Réflexions
Voici mes sources d'inspiration

Un chef avait perdu une de ses femmes. Quelque temps après, le fils d'une autre femme étant sorti au milieu de la nuit, un léopard l'attaqua, et lui saisit le pied, à la porte de la maison, au moment où il y rentrait en courant. L'enfant fut grièvement blessé, et sa mère poussa Matope (le chef) à recourir aux méthodes employées d'ordinaire pour découvrir la sorcellerie : le résultat en fut que la propre mère de Matope fut déclarée sorcière !
Nous en fûmes très fâchés pour cette pauvre femme. Elle vivait dans un autre village, séparé de celui de son fils par un cours d'eau... Elle aimait à rire et à plaisanter, mais cette sentence fit d'elle un objet de crainte et d'aversion. Tous les indigènes la fuyaient, et la vie lui devint à charge.
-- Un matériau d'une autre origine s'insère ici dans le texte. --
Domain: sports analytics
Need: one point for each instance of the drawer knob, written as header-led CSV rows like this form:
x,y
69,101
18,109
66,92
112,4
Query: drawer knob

Nous fîmes pour elle tout ce qui était en notre pouvoir ; nous lui donnâmes des présents, nous l'invitâmes à venir nous voir, et nous l'avertîmes de ne pas boire la coupe empoisonnée. Nous fîmes promettre au chef de son village qu'on ne la lui présenterait pas. Nous obtînmes ainsi un délai, dont nous profitâmes pour causer de cette affaire avec Kapéui, le chef du pays, qui était son frère, et qui promit d'user de toute son influence en sa faveur.

Son fils était un chasseur habituellement très heureux. Pendant ce temps d'arrêt, il lui fut impossible d'aller chasser. Sa superstition fut la plus forte. En même temps, la mère était désireuse de rompre le charme qui paralysait son fils : elle était si sûre d'être innocente! Elle but le poison, et mourut. Et, si chèrement que sa liberté eût été achetée, le chasseur put maintenant retourner à la poursuite du gibier.

Quelle apparence, dirions-nous, y a-t-il que la mère de ce chef ait voulu la mort de la femme de son fils, et qu'elle ait « livré » son propre petit-fils à un léopard ? - Mais l'indigène ne se représente pas les probabilités comme nous. Selon lui, le double malheur qui frappe le chef à si court intervalle ne peut pas être fortuit. Déjà la mort de la jeune femme est suspecte. Le léopard qui a attaqué l'enfant n'est sûrement pas un animal ordinaire : c'est un léopard aux ordres d'un sorcier, ou animé par son esprit, ou un léopard-sorcier, c'est-à-dire uni au sorcier par une participation intime qui ne permet plus de les distinguer l'un de l'autre. En demandant que l'on recherche le sorcier, la mère du petit blessé ne fait qu'exprimer le sentiment général. Une épreuve a lieu : elle désigne la propre mère du chef. L'accusation ne paraît pas aussi invraisemblable que nous le penserions.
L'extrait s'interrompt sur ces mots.